The legislation authorizing the incentive auction and repacking established a $1.75 billion fund for reimbursement of costs incurred by stations required to change channels in the repacking. Subsequent legislation enacted on March 23, 2018, appropriated an additional $1 billion for the repacking fund, of which up to $750 million may be made available to repacked full power and Class A television stations and multichannel video programming distributors. Other funds are earmarked to assist affected low power television stations, television translator stations, and FM radio stations, as well for consumer education efforts.

A majority of our capital expenditures in connection with the repack occurred in 2018 and 2019. To date, we have incurred approximately $40.6 million in capital expenditures for the spectrum repack project (of which $4.9 million was paid during the first six months of 2020). We have received FCC reimbursements of approximately $34.1 million through June 30, 2020. The reimbursements were recorded as a contra operating expense within our “Spectrum repacking reimbursements and other, net” line item on our Consolidated Statement of Income and reported as an investing inflow on the Consolidated Statement of Cash Flows.
    
Related Party Transactions

We have an equity and debt investment in MadHive, Inc. (MadHive) which is a related party of TEGNA. In addition to our investment, we also have a commercial agreement with MadHive where they support our Premion business in acquiring and delivering over-the-top ad impressions. In the second quarter and first six months of 2020 and 2019, we incurred expenses of $13.7 million and $9.3 million, respectively, as a result of the commercial agreement with MadHive. As of June 30, 2020 and December 31, 2019 we had accounts payable and accrued liabilities associated with the commercial agreement of $4.2 million and $4.3 million, respectively.

Sale of minority ownership interest in Premion

On March 2, 2020, we sold a minority ownership interest in Premion, LLC (Premion) for $14.0 million to an affiliate of Gray Television (Gray). Gray is reselling Premion services across all of Gray’s 93 television markets. Our TEGNA stations and Gray will each have the right to independently sell Premion in markets where we both operate a local television station. The sale of spot television advertising is not part of this agreement, and Gray and our TEGNA stations will continue to sell spot advertising for our respective stations without any involvement from the other party.

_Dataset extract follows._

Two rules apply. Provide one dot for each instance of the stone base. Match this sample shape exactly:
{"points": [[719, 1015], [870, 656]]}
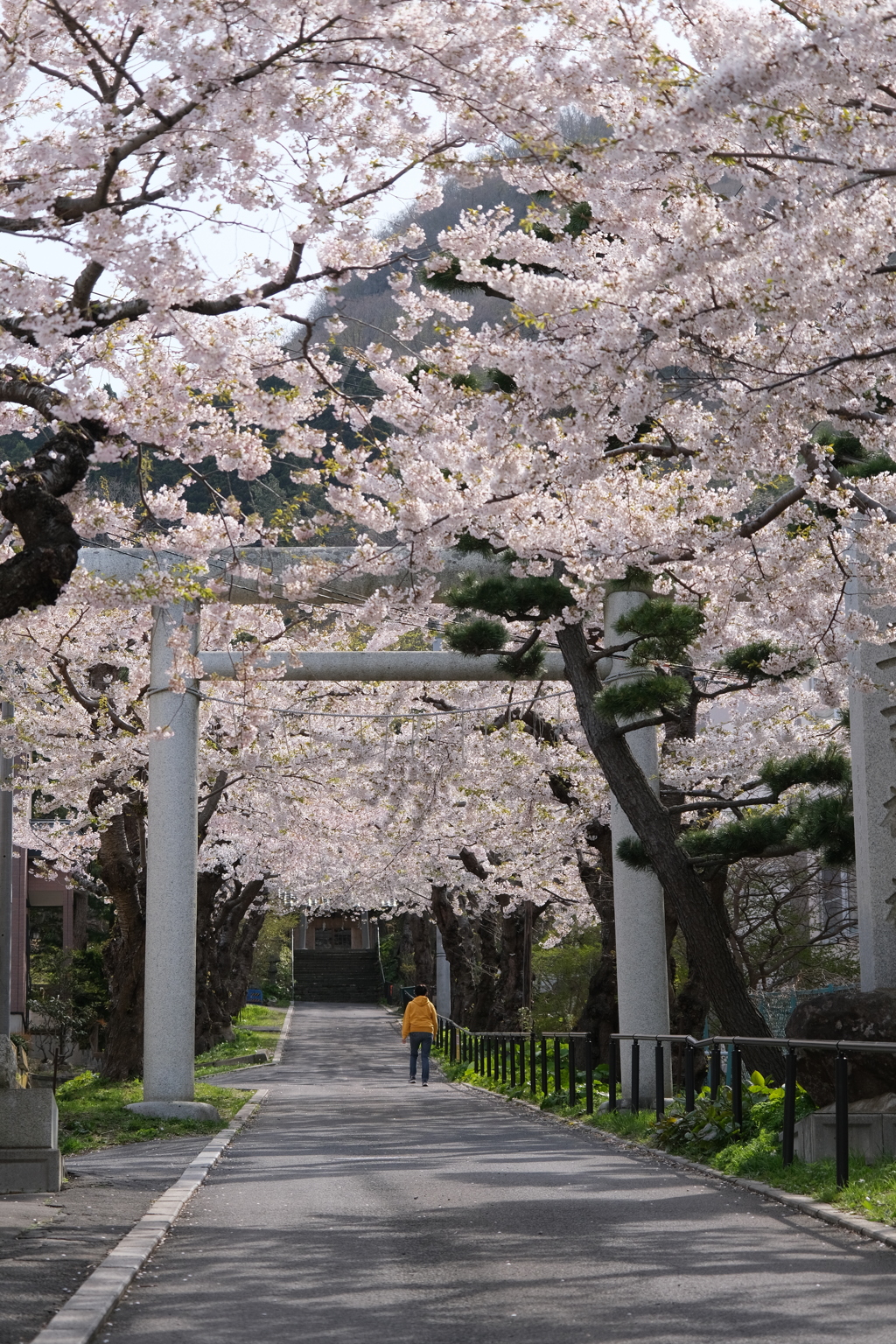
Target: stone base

In connection with acquiring a minority interest, Gray has the right to sell its interest to Premion if there is a change in control of TEGNA or if the commercial reselling agreement terminates. Since redemption of the minority ownership interest is outside our control, Gray’s equity interest is presented outside of the Equity section on the Condensed Consolidated Balance Sheet in the caption “Redeemable noncontrolling interest.” On the date of sale, we recorded a $14.0 million redeemable noncontrolling interest on the Condensed Consolidated Balance Sheet in connection with Gray’s investment. When the redemption value or the carrying value (the acquisition date fair value adjusted for the noncontrolling interest’s share of net income (loss) and dividends) is less than the redemption value, we adjust the redeemable noncontrolling interest to equal the redemption value with changes recognized as an adjustment to retained earnings. Any such adjustment, when necessary, will be performed as of the applicable balance sheet date.